With everyone focussed on ‘Brexit’ and political chaos at the moment, it may have escaped your notice that there have been a string of judicial decisions recently relating to Part 36 offers – not quite as headline-grabbing I know, but important nonetheless.
Without further ado, the decisions were:
Broadhurst v Tan
In this case, the Claimant beat its own Part 36 offer in a dispute where it would normally have been entitled to only fixed costs. However, the Court of Appeal held that because the Claimant had beaten its Part 36 offer, it should be entitled to indemnity costs. This will be of interest to anyone considering a Part 36 offer in a case where fixed costs apply – and if Jackson LJ has his way, this will become much more widespread with a fixed costs regime applicable to all claims (including multi-track claims) up to a value of £250,000. Unfortunately, fixed costs often are not sufficient to cover the legal costs incurred in getting a case to trial and therefore this decision will be of great interest to both lawyers and their clients.
Bolt Burdon v Tariq
In this case a Claimant who bettered his Part 36 offer and obtained the 10% ‘additional amount’ under CPR 36.17(4)(d) on the sum awarded, was deemed to also be entitled to a 10% uplift on his contractual interest as well. The judge decided that an earlier decision to the contrary , was sufficiently different to this one that he did not feel at all bound by it, and also felt that the wording of the relevant rule was clear. The judge said that: " The "additional amount" is clearly designed as a penal sanction to mark a defendant's failure to accept a Part 36 offer when he should have done…” – and rejected the argument that it was unjust to award that as well as enhanced interest.
Pawar v JSD Haulage Ltd
This case concerned the impact of two Part 36 offers made during litigation which were rejected and not beaten by the Claimant at trial. However, the Claimant appealed and was successful in beating one of the offers on appeal. The judge decided that the unbeaten offer should not be taken into account in assessing who won the appeal: the Claimant had already been penalised in costs for failing to accept the second offer (which remained unbeaten in the appeal) and had had to pursue an appeal to improve his position as the second offer had no longer been open for acceptance.
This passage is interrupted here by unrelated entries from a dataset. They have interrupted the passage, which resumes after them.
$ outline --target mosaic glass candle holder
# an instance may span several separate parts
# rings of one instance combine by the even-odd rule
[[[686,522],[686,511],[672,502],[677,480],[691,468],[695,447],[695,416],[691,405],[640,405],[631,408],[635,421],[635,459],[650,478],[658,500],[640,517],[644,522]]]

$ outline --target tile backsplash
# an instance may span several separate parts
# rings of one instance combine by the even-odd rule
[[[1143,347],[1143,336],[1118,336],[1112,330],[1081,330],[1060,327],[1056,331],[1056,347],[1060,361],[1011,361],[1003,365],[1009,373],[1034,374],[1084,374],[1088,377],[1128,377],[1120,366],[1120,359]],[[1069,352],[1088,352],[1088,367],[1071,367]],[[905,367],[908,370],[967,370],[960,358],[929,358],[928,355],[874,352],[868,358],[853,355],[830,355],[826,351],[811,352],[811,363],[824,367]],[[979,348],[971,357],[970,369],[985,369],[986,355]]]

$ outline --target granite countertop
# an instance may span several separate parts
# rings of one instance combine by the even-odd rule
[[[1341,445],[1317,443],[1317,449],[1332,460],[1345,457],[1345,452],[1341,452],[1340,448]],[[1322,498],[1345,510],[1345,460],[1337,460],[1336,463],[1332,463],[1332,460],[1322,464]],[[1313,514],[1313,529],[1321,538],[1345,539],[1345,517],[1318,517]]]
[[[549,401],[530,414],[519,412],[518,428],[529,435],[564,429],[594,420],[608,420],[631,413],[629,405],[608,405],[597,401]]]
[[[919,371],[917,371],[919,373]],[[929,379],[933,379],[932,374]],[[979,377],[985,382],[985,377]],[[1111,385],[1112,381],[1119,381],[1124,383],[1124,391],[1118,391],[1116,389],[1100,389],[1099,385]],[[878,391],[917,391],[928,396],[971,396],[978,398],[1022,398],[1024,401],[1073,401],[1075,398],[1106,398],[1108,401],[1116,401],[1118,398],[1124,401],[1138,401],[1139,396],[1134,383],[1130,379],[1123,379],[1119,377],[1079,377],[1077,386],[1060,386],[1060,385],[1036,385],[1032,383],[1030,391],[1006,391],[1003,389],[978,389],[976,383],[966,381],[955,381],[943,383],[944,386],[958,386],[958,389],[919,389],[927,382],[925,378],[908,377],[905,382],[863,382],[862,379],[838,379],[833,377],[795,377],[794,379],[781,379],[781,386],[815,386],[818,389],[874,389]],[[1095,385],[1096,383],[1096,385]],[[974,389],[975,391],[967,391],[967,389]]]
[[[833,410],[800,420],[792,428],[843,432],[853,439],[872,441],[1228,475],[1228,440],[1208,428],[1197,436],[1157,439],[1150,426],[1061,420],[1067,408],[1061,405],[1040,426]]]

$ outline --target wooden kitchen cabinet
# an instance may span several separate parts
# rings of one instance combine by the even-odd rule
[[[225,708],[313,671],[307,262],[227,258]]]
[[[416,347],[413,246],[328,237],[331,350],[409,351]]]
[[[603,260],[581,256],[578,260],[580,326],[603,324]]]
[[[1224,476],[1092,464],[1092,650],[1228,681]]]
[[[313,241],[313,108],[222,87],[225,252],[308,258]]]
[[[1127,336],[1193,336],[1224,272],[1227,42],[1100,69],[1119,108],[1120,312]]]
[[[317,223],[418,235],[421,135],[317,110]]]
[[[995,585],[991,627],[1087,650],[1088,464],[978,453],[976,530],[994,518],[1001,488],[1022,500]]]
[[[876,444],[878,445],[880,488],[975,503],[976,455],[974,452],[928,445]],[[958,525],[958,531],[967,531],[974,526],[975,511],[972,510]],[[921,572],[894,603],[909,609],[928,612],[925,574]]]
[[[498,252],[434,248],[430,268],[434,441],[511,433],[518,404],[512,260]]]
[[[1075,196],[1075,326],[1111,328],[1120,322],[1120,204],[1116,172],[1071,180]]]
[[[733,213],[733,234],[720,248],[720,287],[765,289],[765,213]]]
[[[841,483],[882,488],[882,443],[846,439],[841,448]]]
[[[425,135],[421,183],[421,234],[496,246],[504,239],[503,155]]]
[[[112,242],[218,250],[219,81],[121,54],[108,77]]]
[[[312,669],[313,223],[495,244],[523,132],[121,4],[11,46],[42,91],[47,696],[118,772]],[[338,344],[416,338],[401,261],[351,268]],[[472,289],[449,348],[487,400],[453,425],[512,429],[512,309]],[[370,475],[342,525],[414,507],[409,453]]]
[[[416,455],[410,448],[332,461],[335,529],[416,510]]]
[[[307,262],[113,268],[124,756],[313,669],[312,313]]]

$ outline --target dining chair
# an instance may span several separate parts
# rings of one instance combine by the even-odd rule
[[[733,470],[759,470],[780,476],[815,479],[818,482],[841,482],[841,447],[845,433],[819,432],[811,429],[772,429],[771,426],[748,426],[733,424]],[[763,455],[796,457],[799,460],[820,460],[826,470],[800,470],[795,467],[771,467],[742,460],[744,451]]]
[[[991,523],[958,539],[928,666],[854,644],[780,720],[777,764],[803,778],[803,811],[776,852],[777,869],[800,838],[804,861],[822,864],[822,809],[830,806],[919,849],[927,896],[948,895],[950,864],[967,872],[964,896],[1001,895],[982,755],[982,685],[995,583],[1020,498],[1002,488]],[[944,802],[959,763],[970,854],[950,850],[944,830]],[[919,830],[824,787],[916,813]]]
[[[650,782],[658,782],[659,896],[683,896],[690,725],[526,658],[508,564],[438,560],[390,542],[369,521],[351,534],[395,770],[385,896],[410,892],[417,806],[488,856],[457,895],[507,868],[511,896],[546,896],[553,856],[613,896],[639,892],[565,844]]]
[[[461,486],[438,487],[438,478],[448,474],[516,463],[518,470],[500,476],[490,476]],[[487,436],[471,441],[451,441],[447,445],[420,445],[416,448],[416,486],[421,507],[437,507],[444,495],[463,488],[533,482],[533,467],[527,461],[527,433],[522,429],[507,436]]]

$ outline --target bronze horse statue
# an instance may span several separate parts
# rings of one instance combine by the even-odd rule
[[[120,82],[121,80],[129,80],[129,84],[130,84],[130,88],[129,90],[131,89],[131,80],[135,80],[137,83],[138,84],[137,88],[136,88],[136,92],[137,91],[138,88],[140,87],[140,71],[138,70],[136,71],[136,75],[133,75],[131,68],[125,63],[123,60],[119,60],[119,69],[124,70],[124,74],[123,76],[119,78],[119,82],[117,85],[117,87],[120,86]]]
These cases highlight the increasing importance of giving proper consideration to Part 36 offers as the Courts’ interpretation of the changes to Part 36 in 2013 becomes clearer. Making the right Part 36 offer at the right time and knowing which offers should be rejected and which should be accepted can make a significant difference to the financial outcome of Court proceedings. As always, there will be winners and losers as a result of these decisions, but encouraging parties to give serious consideration to Part 36 offers can only be a good thing.
Parties to litigation can make tactical decisions about Part 36 offers which may result in them obtaining more than the fixed or capped costs they would normally be allowed or avoiding payment of such excess costs. Further, litigants may be entitled to an ‘additional amount’ up to £75,000 and an uplift on interest which could be of significant value. Finally, parties should be aware that judges will take a common-sense approach on appeal and parties will not be penalised twice in respect of the same offer.
Litigants and those contemplating litigation need to consider their position carefully and ensure that appropriate Part 36 offers are made in order to protect their position on costs. They should also give careful consideration to any Part 36 offers received to ensure that any rejection of these does not result in significant liabilities later on due to the application of uplifts and/or indemnity costs.
These notes have been prepared for the purpose of an article only. They should not be regarded as a substitute for taking legal advice.